I’m one of those people who tracks and plans things with a paper planner.

For many years, I used the Mead Upper Class weekly/monthly academic planner. It was great when I was in school, and it fit my needs so well that I continued to use it even after I entered the workforce.

Here’s what made it great:

  • Tough binding. Not flimsy metal spiral binding. This made it great for throwing into a backpack where it survived being twisted and compressed in all sorts of ways.

  • Great paper quality. This kept gel ink pens from bleeding through the pages.

  • Tough plastic cover. This also made it great for surviving the twisting and compressing in a backpack.

  • Weekly layout, with daily view.
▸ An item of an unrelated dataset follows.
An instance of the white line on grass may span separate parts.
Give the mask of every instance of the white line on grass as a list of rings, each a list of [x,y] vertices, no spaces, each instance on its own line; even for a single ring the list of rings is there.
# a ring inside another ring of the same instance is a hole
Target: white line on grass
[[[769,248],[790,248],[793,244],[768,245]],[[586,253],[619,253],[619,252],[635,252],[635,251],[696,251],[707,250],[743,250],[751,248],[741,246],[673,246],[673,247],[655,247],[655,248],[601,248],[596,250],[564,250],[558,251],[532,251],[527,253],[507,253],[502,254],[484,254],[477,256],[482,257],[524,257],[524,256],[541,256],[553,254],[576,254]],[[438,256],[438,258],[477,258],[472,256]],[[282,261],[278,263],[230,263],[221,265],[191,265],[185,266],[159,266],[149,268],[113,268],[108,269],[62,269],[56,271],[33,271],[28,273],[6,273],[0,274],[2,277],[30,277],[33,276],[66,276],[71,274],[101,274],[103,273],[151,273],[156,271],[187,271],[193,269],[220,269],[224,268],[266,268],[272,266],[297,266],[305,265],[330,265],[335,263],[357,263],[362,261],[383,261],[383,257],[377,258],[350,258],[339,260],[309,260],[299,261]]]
This fit my workflow very well, where I’d plan each day’s tasks and want to focus, but have a little flexibility to kick items later in the week if it didn’t look like I’d plausibly fit something into the current day.
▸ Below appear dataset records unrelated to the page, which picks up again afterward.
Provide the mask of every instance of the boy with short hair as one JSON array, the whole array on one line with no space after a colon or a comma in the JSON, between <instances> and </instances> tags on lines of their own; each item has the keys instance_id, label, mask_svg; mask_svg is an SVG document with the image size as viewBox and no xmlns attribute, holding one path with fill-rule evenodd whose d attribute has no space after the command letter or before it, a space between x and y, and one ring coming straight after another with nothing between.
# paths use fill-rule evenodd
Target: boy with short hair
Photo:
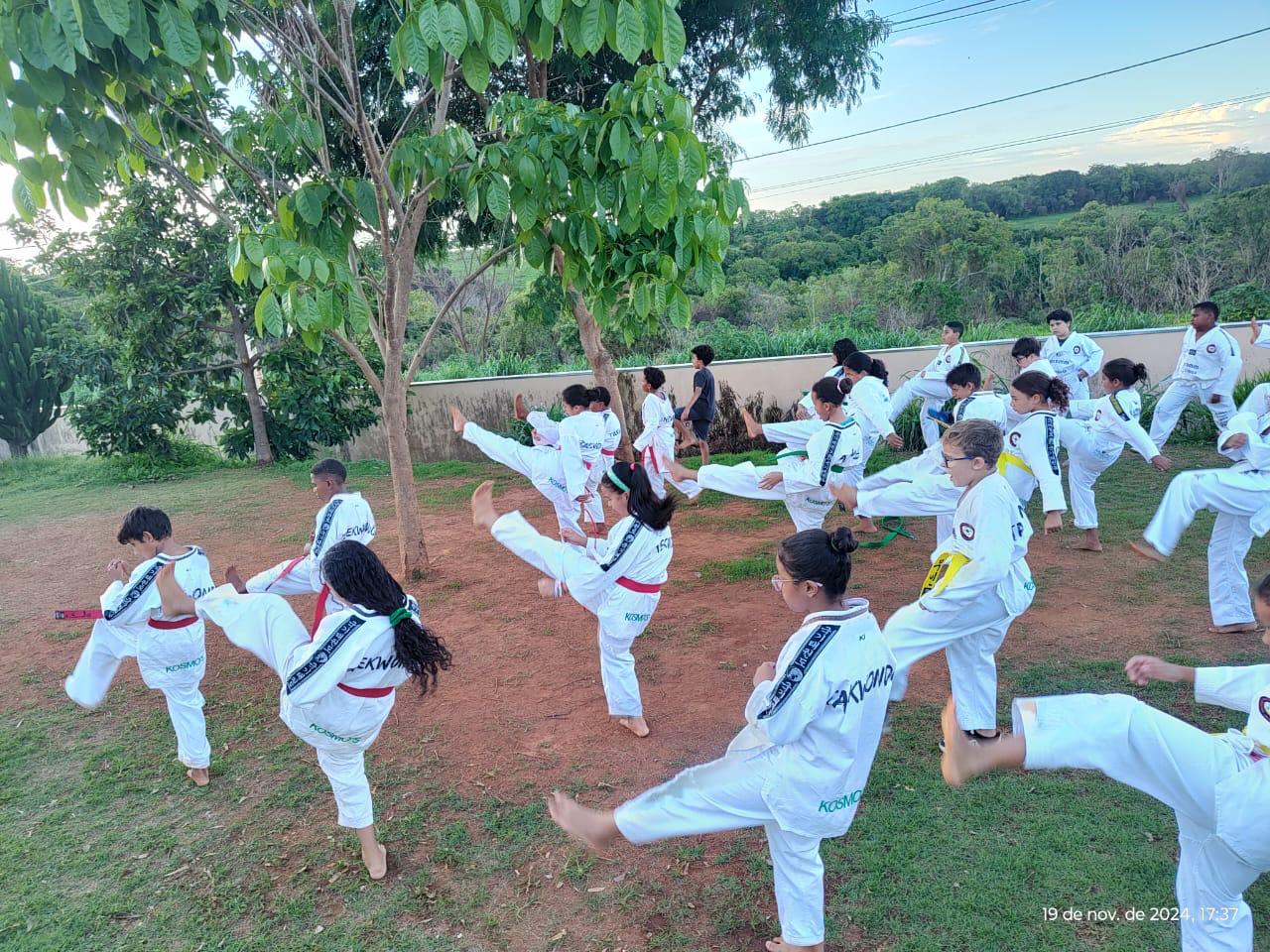
<instances>
[{"instance_id":1,"label":"boy with short hair","mask_svg":"<svg viewBox=\"0 0 1270 952\"><path fill-rule=\"evenodd\" d=\"M978 744L1001 736L996 654L1036 590L1026 561L1031 526L997 472L1003 446L1001 429L989 420L963 420L944 434L944 468L963 490L952 532L931 555L917 600L883 628L895 655L890 699L903 699L913 663L942 649L960 729Z\"/></svg>"},{"instance_id":2,"label":"boy with short hair","mask_svg":"<svg viewBox=\"0 0 1270 952\"><path fill-rule=\"evenodd\" d=\"M1072 400L1090 399L1090 382L1102 367L1102 348L1092 338L1072 330L1072 315L1058 307L1045 316L1049 336L1041 344L1040 355L1072 391ZM1029 368L1035 369L1035 367Z\"/></svg>"},{"instance_id":3,"label":"boy with short hair","mask_svg":"<svg viewBox=\"0 0 1270 952\"><path fill-rule=\"evenodd\" d=\"M710 424L715 414L714 374L707 369L714 362L714 348L697 344L692 348L692 399L674 411L674 429L679 434L679 449L696 444L701 452L701 465L710 462Z\"/></svg>"},{"instance_id":4,"label":"boy with short hair","mask_svg":"<svg viewBox=\"0 0 1270 952\"><path fill-rule=\"evenodd\" d=\"M323 581L319 567L321 557L331 546L344 539L353 539L363 546L375 541L375 515L371 513L371 505L361 493L348 491L344 485L347 480L348 470L339 459L326 458L314 463L309 470L309 481L323 506L318 510L314 534L304 553L253 575L246 583L239 575L237 567L231 565L225 570L226 581L240 593L272 592L276 595L316 593L318 605L314 609L312 631L318 631L318 625L328 613L340 611L339 602Z\"/></svg>"},{"instance_id":5,"label":"boy with short hair","mask_svg":"<svg viewBox=\"0 0 1270 952\"><path fill-rule=\"evenodd\" d=\"M970 359L961 343L965 325L961 321L949 321L940 335L940 352L918 374L904 381L890 400L890 421L894 423L914 400L922 401L922 439L926 446L940 443L940 428L930 416L931 410L942 410L951 396L947 386L949 371Z\"/></svg>"},{"instance_id":6,"label":"boy with short hair","mask_svg":"<svg viewBox=\"0 0 1270 952\"><path fill-rule=\"evenodd\" d=\"M197 546L173 542L171 520L150 506L130 512L117 538L137 565L131 572L122 559L107 566L113 580L102 593L102 617L93 623L93 633L66 679L66 694L91 711L105 697L119 663L136 658L146 687L161 691L168 702L185 776L206 787L212 748L198 691L207 670L203 621L197 616L166 617L155 579L160 569L173 565L180 588L199 598L215 588L207 556Z\"/></svg>"}]
</instances>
  • Room for slower weekends as part of daily view. This was a very nice, thoughtful touch.

  • Previous/next month visibility right in the weekly view.

In 2015 (?) Mead changed the layout so that it was much narrower. I liked it so much over the years that I gave it a try, but to no avail.

A friend gave me a spare Field Notes planner with the same layout. I tried to go with a smaller version of the Mead Upper Class. I even tried to get into bullet journaling for some time, but didn’t want the overhead of creating the scaffolding around my day in addition to planning my actual day. (I’ll mention that I appreciate the part of bullet journaling where you manually have to write out what you didn’t get done in previous days in order to really feel and call out the fact that maybe you should figure out what to do with an item besides just postponing it.)

These days, I’m just going with the Blue Sky planner. But even that has shortcomings. What I’d like to see in a planner, if I were to design one from scratch to meet exactly my needs, would have the following qualities:

  • Cover the actual year, not the academic year.

  • Kill the reference material at the back. That was handy in school, but I never look at that now that I’m working. I will never need a list of state capitals when I’m in a budget meeting.

  • Give me an easy way to capture loose notes. Not everything should be a line item on my to-do list, but there’s stuff I think of that I’d like to peg to a given date so I have some context. Sticky notes might work if they’re infrequent enough.

  • Better color selection. Lime green, baby blue, and gray are my choices right now with the smaller version of the Mead Upper Class. I like to alternate colors between years and sometimes keep the previous year’s planner around for a few weeks while I transition to the new planner, so it’d be handy to be able to tell, at a glance, which of the two is which.